Williams v. New York, 337 U.S. 241, 247. North Carolina’s mandatory death penalty statute for first-degree murder, which resulted from the state legislature’s adoption of the State Supreme Court’s analysis that Furman required the severance of the discretionary feature of the old law, is a constitutionally impermissible departure from contemporary standards respecting imposition of the unique and irretrievable punishment of death. Pp. 289-301.

(c) The North Carolina statute fails to provide a constitutionally tolerable response to Furman’s rejection of unbridled jury discretion in the imposition of capital sentences. Central to the limited holding in that case was the conviction that vesting a jury with standardless sentencing power violated the Eighth and Fourteenth Amendments, yet that constitutional deficiency is not eliminated by the mere formal removal of all sentencing power from juries in capital cases. In view of the historic record, it may reasonably be assumed that many juries under mandatory statutes will continue to consider the grave consequences of a conviction in reaching verdict. But the North Carolina statute provides no standards to guide the jury in determining which murderers shall live and which shall die. Pp. 302-303.

(d) The respect for human dignity underlying the Eighth Amendment, Trop v. Dulles, supra at 100 (plurality opinion), requires consideration of aspects of the character of the individual offender and the circumstances of the particular offense as a constitutionally indispensable part of the process of imposing the ultimate punishment of death. The North Carolina statute impermissibly treats all persons convicted of a designated offense not as uniquely individual human beings, but as members of a faceless, undifferentiated mass to be subjected to the blind infliction of the death penalty. Pp. 303-305.

MR. JUSTICE BRENNAN concurred in the judgment for the reasons stated in his dissenting opinion in Gregg v. Georgia, ante, p. 227. P. 305.

MR. JUSTICE MARSHALL, being of the view that death is a cruel and unusual punishment forbidden by the Eighth and Fourteenth Amendments, concurred in the judgment. Gregg v. Georgia, ante, p. 231 (MARSHALL, J., dissenting). P. 306.

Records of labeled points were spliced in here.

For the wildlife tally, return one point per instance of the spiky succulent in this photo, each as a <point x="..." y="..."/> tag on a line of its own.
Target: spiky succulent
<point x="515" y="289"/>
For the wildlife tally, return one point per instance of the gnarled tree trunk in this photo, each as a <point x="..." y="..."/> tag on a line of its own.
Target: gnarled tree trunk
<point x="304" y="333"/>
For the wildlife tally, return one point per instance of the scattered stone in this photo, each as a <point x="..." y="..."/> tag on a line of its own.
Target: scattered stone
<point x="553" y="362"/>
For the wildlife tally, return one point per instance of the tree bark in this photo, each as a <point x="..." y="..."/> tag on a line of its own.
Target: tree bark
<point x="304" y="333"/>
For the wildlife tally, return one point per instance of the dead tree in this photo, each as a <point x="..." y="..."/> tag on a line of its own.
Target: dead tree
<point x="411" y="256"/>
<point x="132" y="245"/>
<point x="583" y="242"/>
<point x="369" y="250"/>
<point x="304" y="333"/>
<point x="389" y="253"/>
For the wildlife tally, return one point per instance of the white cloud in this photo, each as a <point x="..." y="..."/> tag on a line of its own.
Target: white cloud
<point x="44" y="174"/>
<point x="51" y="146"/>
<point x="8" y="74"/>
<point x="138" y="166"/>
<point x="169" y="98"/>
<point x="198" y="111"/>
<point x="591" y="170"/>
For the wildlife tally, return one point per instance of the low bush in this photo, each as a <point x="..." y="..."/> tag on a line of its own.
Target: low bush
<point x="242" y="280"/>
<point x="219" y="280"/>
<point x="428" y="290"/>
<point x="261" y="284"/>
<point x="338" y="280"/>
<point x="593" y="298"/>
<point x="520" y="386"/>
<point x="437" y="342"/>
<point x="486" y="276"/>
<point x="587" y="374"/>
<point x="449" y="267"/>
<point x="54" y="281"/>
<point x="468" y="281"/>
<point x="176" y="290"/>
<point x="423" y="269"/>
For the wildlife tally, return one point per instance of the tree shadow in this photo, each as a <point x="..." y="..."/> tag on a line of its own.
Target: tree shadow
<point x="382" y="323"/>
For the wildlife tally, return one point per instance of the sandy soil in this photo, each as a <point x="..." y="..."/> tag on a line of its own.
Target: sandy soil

Judgment of the Court, and opinion of STEWART, POWELL, and STEVENS, JJ., announced by STEWART, J. BRENNAN, J., post, p. 305, and MARSHALL, J., post, p. 306, filed statements concurring in the judgment. WHITE, J., filed a dissenting opinion, in which BURGER, C.J., and REHNQUIST, J., joined, post, p. 306. BLACKMUN, J., filed a dissenting statement, post, p. 307. REHNQUIST, J., filed a dissenting opinion, post, p. 308.